The survey of 83 Americans was conducted by University of Bayreuth graduate student Tobias Schwemmer with the help of the U.S. Army Garrison Grafenwöhr’s public affairs office.
The 27-year-old Schwemmer conducted the survey for his thesis on “The Impact of the Shopping Habits and Leisure Time Behavior of Americans on the Service Structure of a Garrison City Based on the Example of Grafenwöhr.”
The survey showed most Americans shop on-post at Grafenwöhr, a conclusion unlikely to surprise many people given the rapid fall of the U.S. dollar against the euro in recent years. The dollar is trading for 0.7025 euros under the latest military rate.
“Americans especially shop on post for goods they need every day like food and drink.

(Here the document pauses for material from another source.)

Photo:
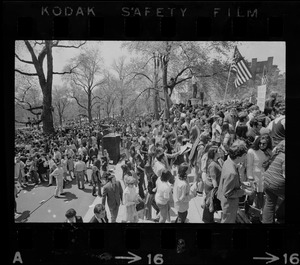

When they need furniture they also shop mostly on post but also shop in Grafenwöhr, Weiden, Amberg and Nurnberg,” Schwemmer said.
The quality of the products offered on the local economy was rated average to good, but the prices were considered too high compared with those at the local U.S. facilities, he said in comments forwarded by Army public affairs officials.
Some who responded to the survey also stated that they often do not find what they are looking for because German stores often do not offer the types of products U.S. customers seek, especially in regard to clothes and groceries.
“That hopefully serves as an incentive for the local shops to evaluate their product range,” said Schwemmer, who added that the survey also showed that Americans do not mind spending money if they get the quality and the product they want.
One third of the people surveyed said they use the Internet to shop, especially for things they do not need every day, he said.
The survey also asked Americans about leisure activities.
Results showed U.S. residents of Grafenwöhr prefer local restaurants and bars when they spend time off-post.
When asked what was missing in Grafenwöhr, the majority of responses mentioned a lack of public parks and an indoor pool.
Most U.S. residents stated that they regularly use the German post office and banks as well as local insurance companies, he said.
“Overall, I was very pleased to see that the services offered in Grafenwöhr as well as the image of the city were rated as positive and the people as friendly and helpful,” Schwemmer said.
“However, the survey also clearly showed that Americans who have German friends more frequently shop in German stores than those who do not socialize with Germans regularly,” he said.
Most Americans prefer socializing with the local population at public events such as festivals rather than joining German clubs or organizations, he said.
Since he prepared the survey, Schwemmer has submitted his thesis and graduated with a master’s degree in economic geography and regional planning.